Bei Kleinstunternehmen wiederum ist von einer Ursächlichkeit dann auszugehen, wenn Leistungen von dem Unternehmen nicht erbracht werden können, ohne die wirtschaftliche Grundlage des Erwerbsbetriebs zu gefährden. Auch hier müsste wohl im Streitfall derjenige Schuldner, der sich auf das Leistungsverwaltungsrecht beruft, und der deshalb die Darlegungs- und Beweislast trägt, die Finanzstruktur seines Unternehmens offenlegen.

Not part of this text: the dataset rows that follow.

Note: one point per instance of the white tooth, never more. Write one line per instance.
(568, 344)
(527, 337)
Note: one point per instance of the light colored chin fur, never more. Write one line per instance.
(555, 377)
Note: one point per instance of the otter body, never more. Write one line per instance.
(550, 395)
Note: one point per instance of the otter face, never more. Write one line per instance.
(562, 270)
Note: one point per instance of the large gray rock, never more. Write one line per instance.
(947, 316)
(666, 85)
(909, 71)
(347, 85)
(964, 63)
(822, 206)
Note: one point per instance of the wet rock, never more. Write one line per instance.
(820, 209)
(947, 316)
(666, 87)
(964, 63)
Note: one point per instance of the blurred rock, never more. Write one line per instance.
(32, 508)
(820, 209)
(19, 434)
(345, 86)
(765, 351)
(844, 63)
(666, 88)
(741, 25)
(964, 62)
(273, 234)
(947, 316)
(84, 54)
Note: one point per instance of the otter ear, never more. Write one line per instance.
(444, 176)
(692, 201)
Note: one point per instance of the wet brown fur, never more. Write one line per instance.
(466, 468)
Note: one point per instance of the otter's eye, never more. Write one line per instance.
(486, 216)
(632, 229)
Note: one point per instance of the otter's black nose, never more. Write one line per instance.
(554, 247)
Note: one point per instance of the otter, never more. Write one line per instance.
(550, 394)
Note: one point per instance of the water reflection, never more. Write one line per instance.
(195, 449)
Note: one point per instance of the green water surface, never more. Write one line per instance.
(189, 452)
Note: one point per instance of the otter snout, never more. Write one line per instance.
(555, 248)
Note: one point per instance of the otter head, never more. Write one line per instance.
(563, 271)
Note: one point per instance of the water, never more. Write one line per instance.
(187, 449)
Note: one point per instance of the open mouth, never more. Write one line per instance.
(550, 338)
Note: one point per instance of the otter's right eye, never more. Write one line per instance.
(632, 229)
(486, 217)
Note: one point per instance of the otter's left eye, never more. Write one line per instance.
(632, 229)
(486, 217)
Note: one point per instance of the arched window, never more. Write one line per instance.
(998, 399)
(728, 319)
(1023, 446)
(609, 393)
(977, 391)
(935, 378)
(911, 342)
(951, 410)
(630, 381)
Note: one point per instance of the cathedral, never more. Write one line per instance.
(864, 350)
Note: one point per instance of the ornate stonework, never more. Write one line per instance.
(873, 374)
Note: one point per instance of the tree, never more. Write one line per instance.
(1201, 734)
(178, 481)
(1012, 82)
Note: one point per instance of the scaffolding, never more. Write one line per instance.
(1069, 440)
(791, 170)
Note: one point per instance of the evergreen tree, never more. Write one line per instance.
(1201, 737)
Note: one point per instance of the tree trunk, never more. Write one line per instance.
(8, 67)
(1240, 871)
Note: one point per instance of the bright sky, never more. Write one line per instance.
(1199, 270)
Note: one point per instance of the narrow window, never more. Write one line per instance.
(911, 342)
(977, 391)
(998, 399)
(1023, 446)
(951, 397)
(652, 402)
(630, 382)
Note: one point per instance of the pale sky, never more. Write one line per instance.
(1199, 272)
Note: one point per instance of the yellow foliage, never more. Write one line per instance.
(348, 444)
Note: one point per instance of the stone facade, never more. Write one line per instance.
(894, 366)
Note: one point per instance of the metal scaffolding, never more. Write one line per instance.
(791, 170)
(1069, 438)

Gesetzlich geregelte Ausnahme vom Leistungsverweigerungsrecht
Darüber hinaus regelt Art. 240 § 1 Abs. 3 EGBGB noch wann das Leistungsverweigerungsrecht in bestimmten Situationen ausgeschlossen ist. Dies soll nämlich dann der Fall sein, wenn der vorübergehende Leistungsverzicht des Gläubigers genauso unzumutbar sein soll, wie die Erbringung der Leistungen für den Schuldner. Würde also die Ausübung des Leistungsverwaltungsrecht den Lebensunterhalt oder das Unternehmen des Leistungserbringers gefährden, dann könnte sich der Schuldner hierauf nicht wirksam berufen. Im Streitfall müssten dann wohl Gerichte die wechselseitigen Interessen gegeneinander abwägen. Aufgrund der kurzen Geltungsdauer der Regelungen einerseits und der deutlich längeren Laufzeiten eines Rechtsstreits bei Gericht andererseits, dürfte aber diese Regelung in der Praxis weitgehend leerlaufen.
Fazit:
Ein Schnellschuss aus der Hüfte, mit vielen Fallstricken, der zu großer Rechtsunsicherheit führt und im Zweifel nicht wirklich hilft, weil die Probleme der notleidenden Schuldner nicht behoben, sondern nur um einige Monate nach hinten verschoben werden. Gut gemeint, aber schlecht umgesetzt und damit ein Indiz für Panik und Planlosigkeit. Eine Regelung, die nach mehr scheint, als sie wirklich ist.